Ahead of Wednesday’s preseason game against the Philadelphia 76ers, Nurse was asked by TSN who he planned on starting. Answering a question he’s surely been asked a million times, the head coach gave an answer he’s likely given a million times.
“I think it’s the same as the other night,” Nurse answered. “Let me think about this for just a second … Kyle, Goran, um …”
At that point, a reporter interrupted Nurse to remind him that Kyle [Lowry] is no longer on the team. The fourth-year coach then corrected himself, listing the remaining starters for his rebuilding squad.
The Toronto Raptors will have to move on without Lowry
Even with Lowry, the Raptors were a shell of their old selves last season, finishing 27-45. It’s fair to expect the losing to continue in the short term now that the six-time All-Star has moved on to Miami. But there are signs of hope across the border.
First off, the fact the Raptors don’t have to play their home games in Tampa, Florida anymore is a welcomed sign. In addition, a few key members of the title team remain, including Pascal Siakam, Fred VanVleet, and OG Anunoby. The 6-foot-1 VanVleet seems to be in the best position to see his numbers surge without Lowry, as he comes off of a career-best 19.6 points per game.

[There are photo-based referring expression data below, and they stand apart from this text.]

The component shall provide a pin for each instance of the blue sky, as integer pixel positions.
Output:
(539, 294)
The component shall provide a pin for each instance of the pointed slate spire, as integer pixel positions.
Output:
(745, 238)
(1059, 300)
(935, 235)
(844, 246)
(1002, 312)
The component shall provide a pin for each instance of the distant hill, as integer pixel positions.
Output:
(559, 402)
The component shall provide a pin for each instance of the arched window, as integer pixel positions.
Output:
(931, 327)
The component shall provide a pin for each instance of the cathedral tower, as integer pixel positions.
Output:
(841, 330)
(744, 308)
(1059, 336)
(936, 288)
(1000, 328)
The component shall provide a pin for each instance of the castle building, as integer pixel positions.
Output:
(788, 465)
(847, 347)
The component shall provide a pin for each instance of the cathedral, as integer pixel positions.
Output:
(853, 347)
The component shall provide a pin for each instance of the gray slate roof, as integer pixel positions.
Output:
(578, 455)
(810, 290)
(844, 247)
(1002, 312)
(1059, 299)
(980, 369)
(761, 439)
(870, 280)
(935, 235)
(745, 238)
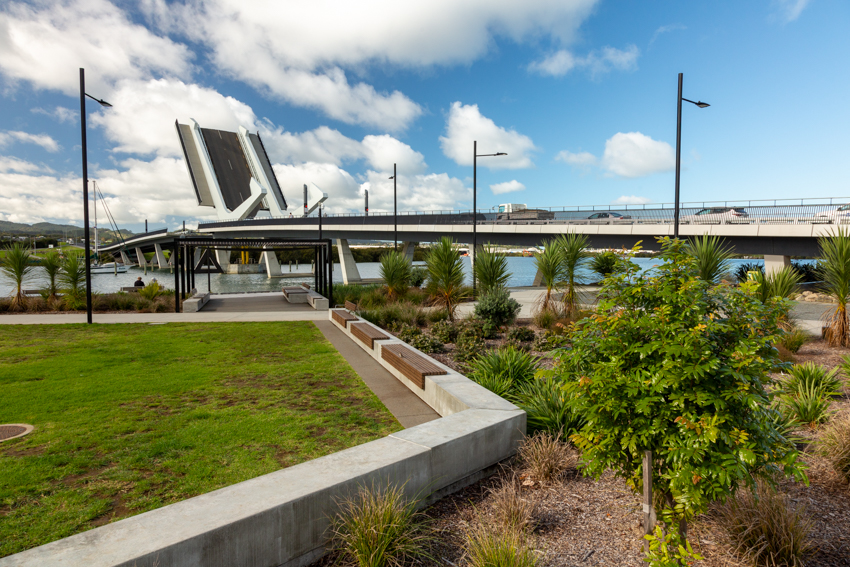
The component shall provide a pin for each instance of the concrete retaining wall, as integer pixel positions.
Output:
(281, 519)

As far as new faces, Toronto acquired veteran Goran Dragic and second-year forward Precious Achiuwa in the sign-and-trade with Miami. Dragic is a former All-Star who will add leadership and a scoring punch for the younger Raptors, while the 22-year-old Achiuwa has some potential for growth. The Raptors also managed to get the fourth overall pick in the NBA Draft, selecting Scottie Barnes out of Florida State. The 20-year-old filled up the stat sheet in his preseason debut, putting up a 13-9-6-2-2 line in 25 minutes.
Still, seeing Lowry in a different uniform will take some getting used to. Particularly, for his old head coach.